The normal vector is central to understanding planes. It provides a straightforward way to determine distances and angles with respect to the plane. A normal vector \( \mathbf{n} \) is a nonzero vector that is perpendicular to a given plane, and for every plane described by \( a x + b y + c z = d \), the normal vector is \( \mathbf{n} = \begin{bmatrix} a \ b \ c \end{bmatrix} \).
This vector enhances calculations, such as finding distances or reflecting points, because:

• The formula for the shortest distance from a point \( P_0 \) to the plane uses the normal to easily find a perpendicular direction: \( \text{Distance} = \frac{|d - (\mathbf{p}_0 \cdot \mathbf{n})|}{\| \mathbf{n} \|} \).
• To locate specific points, like reflections, we use the normal vector in our calculations: the vector indicating the closest point on the plane from a point \( P_0 \) is adjusted by the normal, thus reflecting: \( \mathbf{p} = \mathbf{p}_0 + t \mathbf{n} \).
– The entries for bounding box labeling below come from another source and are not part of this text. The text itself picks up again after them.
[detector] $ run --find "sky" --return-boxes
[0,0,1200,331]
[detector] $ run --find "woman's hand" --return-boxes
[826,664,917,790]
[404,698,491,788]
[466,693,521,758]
The magnitude, \( \| \mathbf{n} \| \), often appears in formulas, revealing just how integral the normal vector is to understanding planes.

Reflection Across Plane

Reflecting a point across a plane implies finding the mirrored point on the opposite side. With a point \( P_0 \) and its reflection \( P_0' \), the line connecting these two points is perpendicular to the plane.
The reflection formula makes use of the normal vector to ensure symmetry across the plane. Reflection can be calculated as:

• First, calculate the vector that points to the closest point on the plane: \( \mathbf{p} = \mathbf{p}_0 + \frac{d - (\mathbf{p}_0 \cdot \mathbf{n})}{\| \mathbf{n} \|^2} \mathbf{n} \).
• To find the reflection \( P_0' \), you effectively "step" past the closest point on the plane by using double this vector distance: \( \mathbf{p}_0' = \mathbf{p}_0 + 2 \left( \frac{d - (\mathbf{p}_0 \cdot \mathbf{n})}{\| \mathbf{n} \|^2} \mathbf{n} \right) \).

By utilizing the perpendicular nature of the normal vector, the symmetry consistent in reflections is maintained and accurately calculated. This aspect of linear algebra is not only fascinating but reveals the depth behind geometric transformations.